Huw Pill, mart ayından bu yana enflasyonun önemli ölçüde düştüğünü gösteren veri eksikliğinin, borçlanma maliyetlerini bir süre daha kısıtlı tutmaya yönelik “temel çizgiden ayrılmak için bir neden görmediği” anlamına geldiğini söyledi. Pill, “geçen zamanın” İngiltere’de baz faizin düşürülmesini “biraz daha yakınlaştırdığını” ancak ekonomideki temel enflasyonist baskıları ortadan kaldırmak için politikanın kısıtlayıcı kalması gerektiğini sözlerine ekledi.
Küresel enerji fiyatlarındaki keskin düşüş geçtiğimiz yıl enflasyonu aşağı çekmişti. Ancak Pill, “Enflasyonun kalıcı bileşeninde şu ana kadar gördüğümüz geçici düşüş, para politikası kurulunun belirlediği para politikasının kısıtlayıcı duruşuna borçludur. Bu nedenle enflasyonun sürekliliğinde gördüğümüz herhangi bir düşüş, kısıtlayıcılığın artık gerekli olmadığını düşünmek için bir neden değildir. Aksine, para politikasının kısıtlayıcılığının istenen etkiyi yaratmaya başladığının bir göstergesidir” açıklamasında bulundu.
Enflasyon, Ekim 2022’de yüzde 11,1 ile son dört yılın en yüksek seviyesinden geçen ay yüzde 3,2’ye gerileyerek, Eylül 2021’den bu yana en düşük seviyesine indi. İngiltere Merkez Bankası baz faiz oranını son 16 yılın en yüksek seviyesi olan yüzde 5,25’e yükseltti. Ancak Banka’nın yakından takip ettiği hizmet enflasyonu yüzde 6 ile merkez bankasının tahminlerinin üzerinde seyretmeye devam ediyor. Ücret artışı da yüksek, işsizlik yüzde 4,2 ile düşük ve ekonomik büyüme ivme kazanıyor.
“Enflasyonun kalıcı bileşeninin kısıtlayıcı para politikası tarafından sistem dışına itildiğini” düşündüğünü söyleyen Pill, “Bunun altı ay önce beklediğimden daha hızlı ya da derin bir şekilde gerçekleştiğine inanmak için bir neden görmüyorum. Önümüzdeki birkaç ay içinde enflasyonun sürekliliğine ilişkin değerlendirmemi değiştirmenin önündeki engel nispeten yüksek” diye ekledi.
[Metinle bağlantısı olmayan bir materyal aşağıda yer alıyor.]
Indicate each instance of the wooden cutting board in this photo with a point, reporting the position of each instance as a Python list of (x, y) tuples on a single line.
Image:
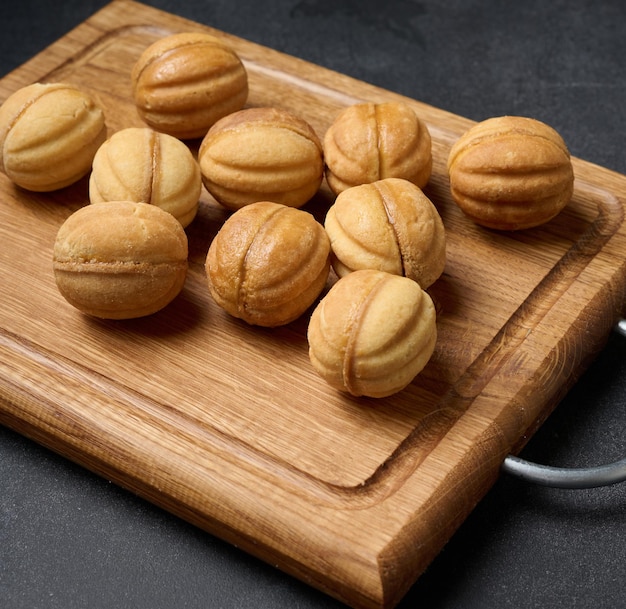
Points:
[(227, 425)]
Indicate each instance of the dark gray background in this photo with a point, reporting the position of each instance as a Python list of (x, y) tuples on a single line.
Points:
[(71, 540)]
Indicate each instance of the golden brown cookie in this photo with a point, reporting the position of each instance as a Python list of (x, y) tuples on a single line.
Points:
[(140, 164), (261, 154), (185, 82), (268, 263), (389, 225), (49, 134), (120, 260), (369, 142), (511, 173), (372, 334)]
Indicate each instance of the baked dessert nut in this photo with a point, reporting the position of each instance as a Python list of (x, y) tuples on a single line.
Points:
[(372, 333), (185, 82), (369, 142), (268, 263), (389, 225), (49, 134), (510, 173), (120, 260), (140, 164), (261, 154)]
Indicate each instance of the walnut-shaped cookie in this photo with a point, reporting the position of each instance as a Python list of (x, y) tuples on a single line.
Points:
[(369, 142), (510, 173), (185, 82), (389, 225), (49, 134), (120, 260), (261, 154), (140, 164), (372, 333), (268, 263)]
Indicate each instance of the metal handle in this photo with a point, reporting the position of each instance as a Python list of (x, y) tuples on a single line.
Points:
[(570, 478)]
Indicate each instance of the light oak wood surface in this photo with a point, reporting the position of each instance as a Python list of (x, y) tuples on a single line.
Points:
[(227, 425)]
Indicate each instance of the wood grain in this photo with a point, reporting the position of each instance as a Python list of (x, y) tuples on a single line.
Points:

The Times’ta yer alan haberde, altta yatan enflasyon baskılarının ne kadar süre devam edeceği ve faiz indirimlerinin ne zaman uygulanabilir olacağı konusunda PPK’da bir görüş ayrılığının ortaya çıktığına dair işaretlerin bulunduğu kaydedildi.
İngiltere Merkez Bankası Başkanı Andrew Bailey, bu ay Uluslararası Para Fonu toplantılarında İngiltere’nin dezenflasyon sürecinde olduğunu gösteren “güçlü kanıtlar” olduğunu söyledi. Guvernör yardımcısı Dave Ramsden, tüketici fiyat endeksi enflasyonunun önümüzdeki birkaç yıl boyunca yüzde 2 hedefi etrafında kalabileceğini söyledi.
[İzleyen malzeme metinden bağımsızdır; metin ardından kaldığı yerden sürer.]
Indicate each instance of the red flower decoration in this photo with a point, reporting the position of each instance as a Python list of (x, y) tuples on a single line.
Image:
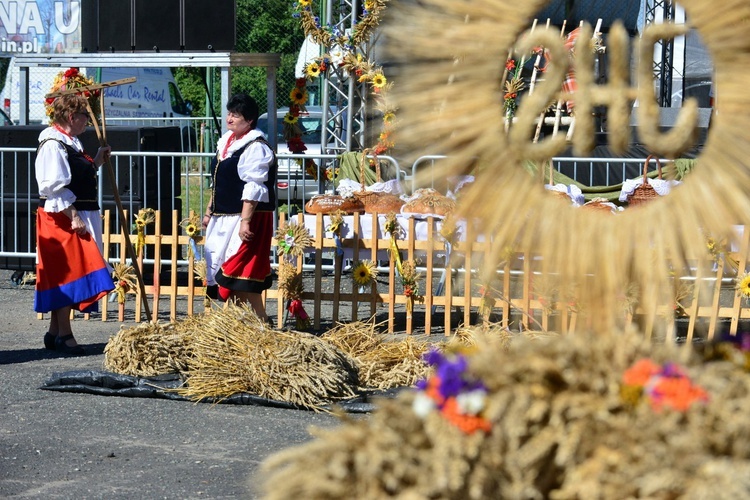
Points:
[(296, 145)]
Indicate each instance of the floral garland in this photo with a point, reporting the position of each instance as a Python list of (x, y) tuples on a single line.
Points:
[(71, 79), (331, 35), (344, 57), (458, 397), (125, 281)]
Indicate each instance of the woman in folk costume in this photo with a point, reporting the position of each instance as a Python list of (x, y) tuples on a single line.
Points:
[(239, 217), (71, 272)]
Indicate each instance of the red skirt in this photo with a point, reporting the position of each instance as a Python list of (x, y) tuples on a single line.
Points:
[(249, 270), (70, 269)]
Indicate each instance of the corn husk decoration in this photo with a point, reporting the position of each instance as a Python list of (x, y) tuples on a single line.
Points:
[(409, 277), (192, 227), (144, 217), (125, 281), (335, 226), (291, 286), (394, 229), (200, 271), (293, 239), (487, 300), (364, 272)]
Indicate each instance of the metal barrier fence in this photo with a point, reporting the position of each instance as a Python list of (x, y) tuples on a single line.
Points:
[(587, 171), (181, 181)]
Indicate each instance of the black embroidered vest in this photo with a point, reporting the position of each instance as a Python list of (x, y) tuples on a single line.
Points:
[(83, 181), (226, 192)]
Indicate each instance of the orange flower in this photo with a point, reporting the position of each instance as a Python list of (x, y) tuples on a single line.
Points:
[(468, 424)]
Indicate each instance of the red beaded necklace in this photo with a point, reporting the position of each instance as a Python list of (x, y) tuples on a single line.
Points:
[(231, 141)]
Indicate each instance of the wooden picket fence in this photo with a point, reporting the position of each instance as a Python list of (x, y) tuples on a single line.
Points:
[(515, 300)]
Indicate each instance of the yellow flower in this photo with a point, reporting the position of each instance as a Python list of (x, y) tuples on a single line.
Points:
[(743, 285), (298, 96), (364, 272), (312, 70), (379, 81)]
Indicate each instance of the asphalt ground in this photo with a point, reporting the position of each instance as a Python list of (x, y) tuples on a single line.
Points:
[(74, 445)]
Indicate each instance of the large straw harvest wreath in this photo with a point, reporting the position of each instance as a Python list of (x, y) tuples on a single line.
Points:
[(599, 413), (450, 101)]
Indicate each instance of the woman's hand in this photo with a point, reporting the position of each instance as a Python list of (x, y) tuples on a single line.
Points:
[(77, 225), (102, 155), (245, 233)]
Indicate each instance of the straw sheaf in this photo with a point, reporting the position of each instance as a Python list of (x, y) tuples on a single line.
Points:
[(381, 363), (559, 430), (234, 352), (450, 102), (147, 350)]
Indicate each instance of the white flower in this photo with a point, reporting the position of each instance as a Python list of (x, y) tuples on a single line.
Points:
[(472, 402), (422, 405)]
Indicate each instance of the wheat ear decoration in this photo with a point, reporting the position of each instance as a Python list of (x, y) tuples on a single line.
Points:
[(450, 96)]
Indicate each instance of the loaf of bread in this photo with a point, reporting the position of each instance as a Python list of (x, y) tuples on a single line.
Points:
[(330, 203), (429, 202)]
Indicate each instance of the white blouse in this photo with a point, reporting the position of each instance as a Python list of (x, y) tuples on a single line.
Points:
[(53, 171), (253, 165)]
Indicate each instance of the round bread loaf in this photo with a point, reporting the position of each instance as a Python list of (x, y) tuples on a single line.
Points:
[(329, 203)]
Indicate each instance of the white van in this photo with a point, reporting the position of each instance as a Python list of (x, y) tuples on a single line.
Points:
[(154, 94)]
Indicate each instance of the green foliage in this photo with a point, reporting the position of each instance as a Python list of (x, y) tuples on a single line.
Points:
[(263, 26)]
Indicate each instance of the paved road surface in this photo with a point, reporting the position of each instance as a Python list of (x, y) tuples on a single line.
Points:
[(69, 445)]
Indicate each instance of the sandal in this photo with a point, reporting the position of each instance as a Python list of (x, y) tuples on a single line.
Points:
[(61, 346), (49, 341)]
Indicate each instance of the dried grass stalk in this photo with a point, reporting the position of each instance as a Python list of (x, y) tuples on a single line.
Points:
[(559, 430), (381, 364), (147, 350)]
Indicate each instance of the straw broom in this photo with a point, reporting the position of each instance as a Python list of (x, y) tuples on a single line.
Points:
[(449, 101)]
PPK’nın dışarıdan bir üyesi olan Jonathan Haskel salı günü yaptığı açıklamada, Birleşik Krallık işgücü piyasasının “oldukça yavaş” bir şekilde gevşediğini ve enflasyonu hedefe geri getirecek kadar gevşeyip gevşemediğinin belirsiz olduğunu söyledi. Bir diğer dış PPK üyesi Catherine Mann da Megan Greene gibi sürekli olarak faizlerin yüksek kalması gerektiğini kaydetti.
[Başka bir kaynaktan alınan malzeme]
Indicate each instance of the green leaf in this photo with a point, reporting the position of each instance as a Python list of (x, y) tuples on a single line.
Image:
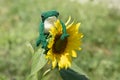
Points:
[(69, 74), (38, 61), (52, 75)]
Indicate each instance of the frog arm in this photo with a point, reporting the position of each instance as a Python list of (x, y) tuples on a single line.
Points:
[(41, 34), (65, 34)]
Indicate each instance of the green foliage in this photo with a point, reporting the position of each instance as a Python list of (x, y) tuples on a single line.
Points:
[(19, 20)]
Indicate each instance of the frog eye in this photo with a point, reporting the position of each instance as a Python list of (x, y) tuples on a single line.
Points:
[(42, 16)]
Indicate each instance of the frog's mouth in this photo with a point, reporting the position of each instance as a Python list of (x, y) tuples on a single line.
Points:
[(49, 22)]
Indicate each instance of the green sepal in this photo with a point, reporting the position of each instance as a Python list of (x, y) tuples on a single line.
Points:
[(38, 61)]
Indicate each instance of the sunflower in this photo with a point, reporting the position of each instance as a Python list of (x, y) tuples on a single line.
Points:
[(61, 51)]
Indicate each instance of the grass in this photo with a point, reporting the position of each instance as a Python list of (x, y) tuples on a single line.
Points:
[(19, 22)]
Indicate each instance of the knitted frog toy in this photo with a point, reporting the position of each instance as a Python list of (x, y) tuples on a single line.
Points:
[(48, 20)]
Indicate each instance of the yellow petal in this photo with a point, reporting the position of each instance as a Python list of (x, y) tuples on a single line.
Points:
[(74, 53)]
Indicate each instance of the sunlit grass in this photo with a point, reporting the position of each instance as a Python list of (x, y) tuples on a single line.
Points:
[(19, 22)]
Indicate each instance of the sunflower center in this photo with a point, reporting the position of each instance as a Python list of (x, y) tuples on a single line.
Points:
[(59, 45)]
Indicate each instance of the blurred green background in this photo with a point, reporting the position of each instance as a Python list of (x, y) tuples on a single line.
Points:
[(100, 24)]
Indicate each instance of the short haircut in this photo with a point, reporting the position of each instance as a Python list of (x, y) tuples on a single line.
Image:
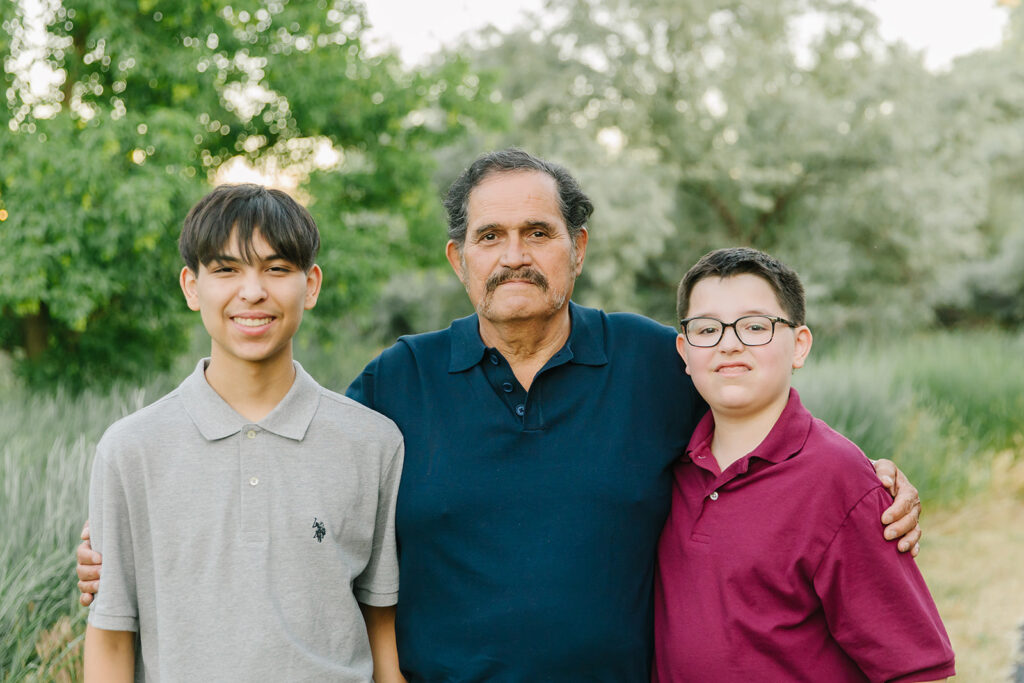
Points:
[(576, 206), (243, 209), (741, 260)]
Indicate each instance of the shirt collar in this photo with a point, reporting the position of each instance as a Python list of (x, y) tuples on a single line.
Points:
[(585, 345), (216, 420), (784, 440)]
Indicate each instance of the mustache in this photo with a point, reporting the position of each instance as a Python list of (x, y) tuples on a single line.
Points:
[(535, 276)]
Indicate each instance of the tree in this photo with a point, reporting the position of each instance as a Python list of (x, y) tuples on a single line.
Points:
[(790, 126), (147, 100)]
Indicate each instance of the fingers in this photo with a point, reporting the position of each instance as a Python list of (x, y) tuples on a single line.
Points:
[(87, 556), (910, 542), (87, 589), (88, 567)]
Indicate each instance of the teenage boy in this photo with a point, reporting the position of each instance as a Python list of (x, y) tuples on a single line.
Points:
[(745, 589), (264, 499)]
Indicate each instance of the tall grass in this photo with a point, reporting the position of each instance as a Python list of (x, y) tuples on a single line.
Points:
[(46, 445), (941, 406)]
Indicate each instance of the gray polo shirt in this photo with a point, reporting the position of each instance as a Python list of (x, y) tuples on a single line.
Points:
[(239, 550)]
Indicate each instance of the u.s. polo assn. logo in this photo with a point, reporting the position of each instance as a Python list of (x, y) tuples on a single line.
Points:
[(321, 530)]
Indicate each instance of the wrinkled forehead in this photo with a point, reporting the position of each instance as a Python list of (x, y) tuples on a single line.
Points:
[(509, 198)]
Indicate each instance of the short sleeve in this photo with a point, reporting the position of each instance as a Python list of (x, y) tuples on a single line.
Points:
[(876, 601), (116, 605), (378, 585)]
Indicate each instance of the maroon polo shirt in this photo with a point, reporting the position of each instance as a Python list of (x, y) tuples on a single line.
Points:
[(776, 569)]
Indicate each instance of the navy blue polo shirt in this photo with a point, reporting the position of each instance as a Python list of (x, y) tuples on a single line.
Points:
[(527, 522)]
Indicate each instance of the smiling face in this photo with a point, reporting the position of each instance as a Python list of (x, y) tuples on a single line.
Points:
[(740, 381), (251, 308), (518, 262)]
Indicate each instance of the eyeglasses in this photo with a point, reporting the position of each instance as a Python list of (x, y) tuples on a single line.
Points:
[(751, 330)]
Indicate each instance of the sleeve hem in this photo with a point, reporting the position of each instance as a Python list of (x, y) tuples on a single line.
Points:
[(376, 599), (110, 623), (945, 670)]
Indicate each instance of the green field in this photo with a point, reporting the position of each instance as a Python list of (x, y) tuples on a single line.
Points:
[(945, 407)]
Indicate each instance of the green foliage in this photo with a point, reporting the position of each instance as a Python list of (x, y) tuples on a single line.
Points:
[(940, 406), (44, 501), (787, 126), (152, 98), (91, 263)]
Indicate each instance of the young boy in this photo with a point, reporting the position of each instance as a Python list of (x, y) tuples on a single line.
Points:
[(247, 518), (770, 565)]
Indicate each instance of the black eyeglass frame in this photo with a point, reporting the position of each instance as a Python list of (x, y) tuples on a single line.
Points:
[(735, 330)]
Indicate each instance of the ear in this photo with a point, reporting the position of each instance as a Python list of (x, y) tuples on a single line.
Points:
[(802, 346), (189, 287), (581, 248), (454, 254), (682, 348), (314, 278)]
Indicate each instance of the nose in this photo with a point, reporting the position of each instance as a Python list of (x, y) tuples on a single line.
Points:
[(252, 289), (730, 341), (515, 253)]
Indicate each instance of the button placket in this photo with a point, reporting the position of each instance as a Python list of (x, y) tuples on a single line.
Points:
[(255, 514)]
PPK geçen ay 8’e karşı 1 oyla taban faiz oranının değiştirilmeyerek, %5.25’te tutulması yönünde oy kullandı. Üyelerden Swati Dhingra, baz oranın 0,25 puan düşürülmesini destekledi.
Finansal piyasalar, ABD ve İngiltere’deki yüksek enflasyon verilerine tepki olarak geçtiğimiz ay faiz indirimi beklentilerini büyük ölçüde azalttı. Yılın başında yaklaşık altı olan çeyrek puanlık indirim beklentisi şimdi eylül ayından itibaren iki çeyrek puan olarak fiyatlanıyor.
Pill ayrıca, ABD Merkez Bankası eski başkanı Ben Bernanke’nin İngiltere Merkez Bankası’nın tahmin sürecini elden geçirmesi için ortaya koyduğu önerilerin “hevesli bir destekçisi” olduğunu söyledi. Bernanke, prosedürün “önemli eksikliklerden” muzdarip olduğunu kaydetti.